Towards the end of last season under former manager Tony Pulis, Jerome hinted he may have to consider moving on to another club in search of more regular first team football.
On several occasions the striker complained about his lack of opportunities under Pulis and that he was not being given a "fair crack of the whip" when it came to team selection.
A host of Championship club's expressed interest in Jerome in January and if Pulis had remained at Stoke the 26-year-old may well have left the club this summer after just 15 starts since he arrived from Birmingham City for £4 million two years ago.
But Hughes' arrival to replace Pulis has convinced Jerome there will be a more level playing field for all squad members to push their case for starting roles this season.
"With the old regime there was a guaranteed eleven who played and no matter how you trained, or if you came on and played well or did anything in the game, you were still never going to start," said Jerome.
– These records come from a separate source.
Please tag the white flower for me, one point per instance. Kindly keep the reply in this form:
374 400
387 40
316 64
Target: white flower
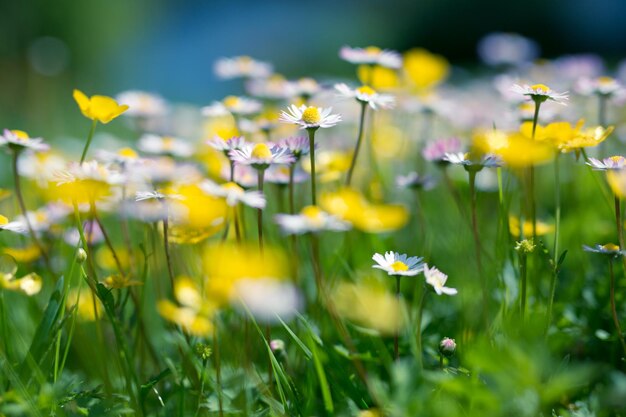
238 106
142 104
165 145
438 279
398 264
612 163
540 93
268 299
309 117
261 155
310 219
19 140
371 55
241 66
367 95
234 194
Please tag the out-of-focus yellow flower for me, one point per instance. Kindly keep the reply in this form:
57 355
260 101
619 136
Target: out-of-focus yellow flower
370 305
516 150
378 77
194 311
117 281
542 228
204 213
225 265
425 70
99 108
350 205
329 165
23 255
88 306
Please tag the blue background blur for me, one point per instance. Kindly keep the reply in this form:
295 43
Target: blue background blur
168 47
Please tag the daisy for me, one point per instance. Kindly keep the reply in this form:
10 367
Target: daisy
310 219
540 93
261 155
371 55
18 140
366 95
438 279
237 106
142 104
415 181
396 264
309 117
234 194
612 163
165 145
609 249
241 67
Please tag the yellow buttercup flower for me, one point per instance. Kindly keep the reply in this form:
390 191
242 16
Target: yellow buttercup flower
99 108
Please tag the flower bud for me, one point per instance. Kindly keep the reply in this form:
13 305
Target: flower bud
447 347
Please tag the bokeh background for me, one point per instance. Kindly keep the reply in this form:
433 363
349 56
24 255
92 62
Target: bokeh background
47 48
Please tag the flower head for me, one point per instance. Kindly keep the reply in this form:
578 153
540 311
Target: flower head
309 117
366 95
437 280
100 108
310 219
19 140
398 264
540 93
371 55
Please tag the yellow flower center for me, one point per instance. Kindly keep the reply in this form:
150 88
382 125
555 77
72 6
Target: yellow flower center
540 88
232 186
261 151
399 266
372 50
231 101
605 80
311 115
366 90
127 153
20 134
610 247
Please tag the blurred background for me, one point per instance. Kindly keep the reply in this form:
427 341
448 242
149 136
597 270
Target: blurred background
47 48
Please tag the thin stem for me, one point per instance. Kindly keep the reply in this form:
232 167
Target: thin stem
614 309
89 138
359 139
396 342
20 200
312 158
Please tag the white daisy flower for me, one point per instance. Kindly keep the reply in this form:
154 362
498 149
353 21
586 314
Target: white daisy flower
437 280
540 93
261 155
466 159
309 117
241 67
371 55
601 86
310 219
367 95
398 264
19 140
237 106
165 145
142 104
612 163
234 194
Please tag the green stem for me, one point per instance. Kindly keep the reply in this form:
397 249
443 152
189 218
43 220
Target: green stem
89 138
312 158
359 139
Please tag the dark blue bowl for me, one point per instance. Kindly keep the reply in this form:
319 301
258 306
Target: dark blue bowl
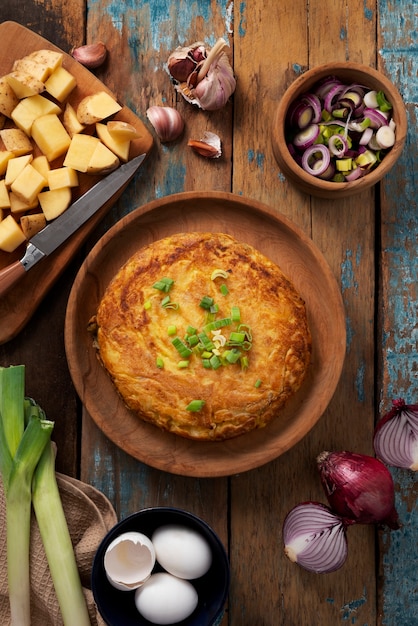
118 607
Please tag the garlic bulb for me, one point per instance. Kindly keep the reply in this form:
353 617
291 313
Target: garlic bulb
208 146
203 78
91 55
167 122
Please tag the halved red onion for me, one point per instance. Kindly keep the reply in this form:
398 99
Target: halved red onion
316 159
358 487
315 538
396 436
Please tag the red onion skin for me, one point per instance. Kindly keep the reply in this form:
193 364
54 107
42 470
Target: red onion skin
358 488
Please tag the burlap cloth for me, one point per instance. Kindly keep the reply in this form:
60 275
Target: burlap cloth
89 516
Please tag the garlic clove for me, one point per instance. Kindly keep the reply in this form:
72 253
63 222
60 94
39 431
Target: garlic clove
208 146
129 561
167 122
90 55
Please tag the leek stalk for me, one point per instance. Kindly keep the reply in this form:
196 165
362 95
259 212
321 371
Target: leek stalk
57 541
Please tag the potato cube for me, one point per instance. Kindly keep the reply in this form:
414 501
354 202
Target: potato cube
62 177
19 207
15 166
70 121
96 108
29 109
8 98
32 224
16 141
4 195
51 58
80 152
120 147
11 235
122 130
41 164
60 84
50 136
5 156
54 202
28 184
24 85
28 65
102 161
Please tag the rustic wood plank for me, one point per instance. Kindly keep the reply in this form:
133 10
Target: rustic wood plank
267 589
398 23
40 346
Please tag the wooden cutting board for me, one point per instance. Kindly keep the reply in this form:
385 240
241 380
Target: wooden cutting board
19 304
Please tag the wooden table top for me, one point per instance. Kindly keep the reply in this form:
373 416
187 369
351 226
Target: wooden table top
369 241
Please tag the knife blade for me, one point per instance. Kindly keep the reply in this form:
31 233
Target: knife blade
58 231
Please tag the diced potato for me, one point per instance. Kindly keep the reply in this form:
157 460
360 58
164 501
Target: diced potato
41 164
70 121
54 202
80 152
102 161
32 224
51 58
50 136
28 184
19 207
11 235
15 140
28 65
96 108
29 109
120 147
24 85
4 195
8 98
5 156
62 177
60 84
122 130
15 166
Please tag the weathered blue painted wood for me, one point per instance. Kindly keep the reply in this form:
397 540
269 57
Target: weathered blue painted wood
398 58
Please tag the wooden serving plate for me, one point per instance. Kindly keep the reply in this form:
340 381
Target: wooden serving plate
275 236
17 306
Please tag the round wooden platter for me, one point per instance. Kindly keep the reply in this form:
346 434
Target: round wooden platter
275 236
19 304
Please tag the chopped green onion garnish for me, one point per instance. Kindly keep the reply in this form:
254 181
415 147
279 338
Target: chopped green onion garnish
195 405
164 284
206 302
219 274
181 348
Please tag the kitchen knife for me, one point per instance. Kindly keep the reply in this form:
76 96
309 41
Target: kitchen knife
56 232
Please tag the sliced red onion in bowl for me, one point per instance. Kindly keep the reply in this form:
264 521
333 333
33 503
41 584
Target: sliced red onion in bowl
396 436
315 538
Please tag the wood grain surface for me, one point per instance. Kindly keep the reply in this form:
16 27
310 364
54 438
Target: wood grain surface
369 242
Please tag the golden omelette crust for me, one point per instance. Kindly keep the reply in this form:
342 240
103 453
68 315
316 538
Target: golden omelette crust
130 337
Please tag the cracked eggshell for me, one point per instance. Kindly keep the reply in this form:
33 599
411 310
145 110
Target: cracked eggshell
129 560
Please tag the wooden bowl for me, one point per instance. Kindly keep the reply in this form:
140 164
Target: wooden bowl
279 239
348 73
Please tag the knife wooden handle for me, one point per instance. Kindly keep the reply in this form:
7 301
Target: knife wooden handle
10 275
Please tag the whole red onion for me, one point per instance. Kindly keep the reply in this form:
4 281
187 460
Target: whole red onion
358 487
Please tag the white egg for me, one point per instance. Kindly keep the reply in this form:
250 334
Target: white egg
166 599
182 551
129 560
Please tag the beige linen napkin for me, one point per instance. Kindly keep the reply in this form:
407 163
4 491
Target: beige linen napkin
89 517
"I think some of the lads who didn't play as much under the old regime won't be disheartened by the fact the new manager has come in.
"It's a new method and a new way of thinking. The place is vibrant and everyone seems to be happy with a spring in their step.
"It's not just the players, I think the staff are happier and everyone seems to be taking to their new roles.
"I am sure the manager will cast his eye over boys in training for the first two or three weeks and decide where he may need to strengthen, or he may be happy with what he's got.
"That's a decision for him but training has been really good and hard. There are 24 or 25 players, everyone is competing against each other and there are no guarantees.
Jerome is also relishing Hughes' commitment to a more attacking style this season, after the safety first methods of Pulis.
"The manager has different philosophies to the old manager. As a forward player, this is going to suit our game more than it would a defender's," said Jerome.
"You are always going to have to work hard on a football pitch, but to hear the manager wants to play more football, and more attacking football, is better for the forwards."